The audit of 30,857 employees across insurance, financial services and manufacturing sectors, highlights that 63% of the UK’s workforce were recognised at least once in the past 12 months, when a formal scheme is in place. This recognition typically fell into one of three categories: a non-monetary ‘thank you’ (30% of staff received this type of recognition); a low level monetary award (58%); and a high level monetary award (12%).
However almost 4 out of 10 staff are not getting any recognition at all. This opens up the possibility of poor performance, high staff churn, and low employee engagement levels.
What can you do to improve your recognition scheme?
Consult with employees
Take the time to review your current recognition scheme, so you can maximise and improve its performance. Consult with your employees through questionnaires, meetings and feedback sessions, so that you can understand the key drivers of behaviour, and what rewards would have the greatest positive impact on motivation. Ask them how they would improve your existing scheme both in terms of the rewards, communication, nominations and processes.
Involve other departments
The HR department, who are experienced in managing such schemes, traditionally manages such programmes. However, involving other departments such as marketing can really boost your scheme, especially when it comes to elements such as the on-going communication and promotion. They can help develop a comprehensive on-going communication plan, as well as publicise those who have received rewards.
Set clear guidelines
Clearly defining the reward criteria requires a lot of thought, but it’s crucial that this is considered at the very start of your recognition programme. It is also important that you understand the behaviour or performance that you’re seeking to recognise. The criteria you set should be explicit enough that employees know what they must do to earn such recognition. Ultimately you need to be able to both clearly answer and communicate the question, “what must an employee do to receive an award?”
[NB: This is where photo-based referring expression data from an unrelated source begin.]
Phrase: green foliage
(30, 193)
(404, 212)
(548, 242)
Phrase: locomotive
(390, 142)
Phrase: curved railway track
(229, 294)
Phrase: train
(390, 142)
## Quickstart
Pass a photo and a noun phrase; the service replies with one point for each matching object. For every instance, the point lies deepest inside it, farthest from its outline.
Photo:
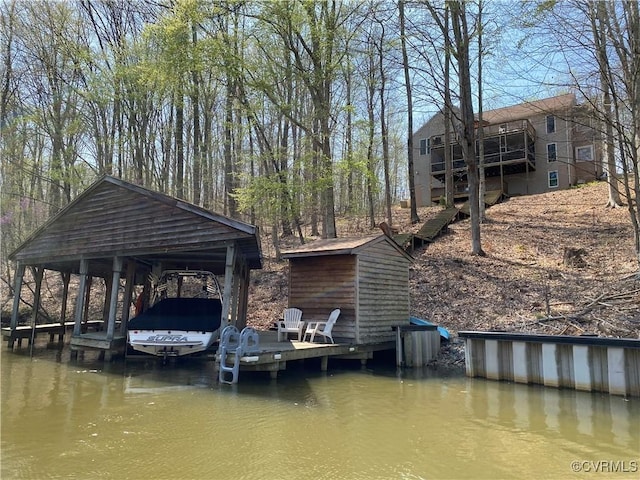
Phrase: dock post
(324, 363)
(617, 378)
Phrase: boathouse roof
(117, 218)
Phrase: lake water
(144, 420)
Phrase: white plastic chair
(291, 323)
(322, 328)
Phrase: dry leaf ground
(522, 284)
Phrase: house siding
(573, 128)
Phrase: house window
(584, 154)
(551, 124)
(423, 146)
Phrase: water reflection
(143, 419)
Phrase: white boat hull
(170, 343)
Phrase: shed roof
(342, 246)
(114, 217)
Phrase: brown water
(143, 420)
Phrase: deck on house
(434, 227)
(490, 198)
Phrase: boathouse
(122, 233)
(367, 278)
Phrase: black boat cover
(186, 314)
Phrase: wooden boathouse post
(38, 273)
(15, 311)
(80, 299)
(92, 237)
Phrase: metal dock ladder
(238, 343)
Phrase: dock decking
(272, 356)
(52, 329)
(438, 224)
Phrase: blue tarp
(444, 333)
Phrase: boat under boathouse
(124, 233)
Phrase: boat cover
(186, 314)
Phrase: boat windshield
(185, 284)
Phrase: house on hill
(533, 147)
(367, 278)
(122, 233)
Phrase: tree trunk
(407, 82)
(467, 137)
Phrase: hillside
(522, 284)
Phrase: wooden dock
(435, 226)
(593, 364)
(272, 356)
(52, 329)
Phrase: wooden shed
(122, 232)
(367, 278)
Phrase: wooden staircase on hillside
(438, 224)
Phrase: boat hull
(176, 327)
(170, 343)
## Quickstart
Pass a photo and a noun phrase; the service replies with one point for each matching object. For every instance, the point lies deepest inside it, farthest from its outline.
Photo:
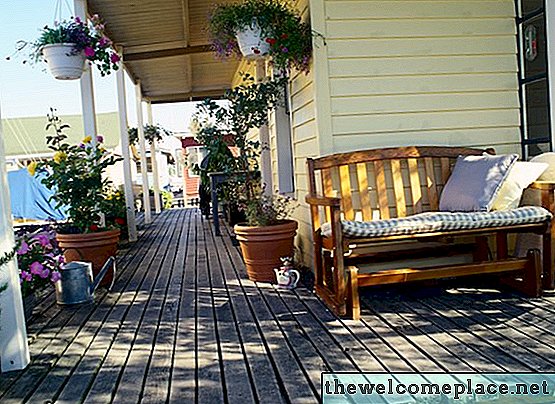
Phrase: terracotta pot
(262, 248)
(91, 247)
Use peer-to-peer recognition
Peer-to-peer recognition is, in my opinion, the most powerful form of employee recognition. And when you add in technology such as mobile apps, internal social media and 24-hour access, it becomes even more powerful. Modern technology makes it really easy for co-workers to say thank you to each other, and that in turn adds more value to the recognition, and drives the behaviour you’re looking to achieve. Employees also become inspired to ‘pay it forward’, and this results in better working relationship and a positive working environment.
A little appreciation can go a long way, as the facts show us. Businesses that link recognition programmes to their company values, utilise peer-to-peer recognition rather than top down recognition, and invest approximately 1-2% of their payroll budget into recognition, can see increases in retention, enablement, engagement, and even financial results (according to a Globoforce study). Perhaps it’s now time to review your recognition scheme?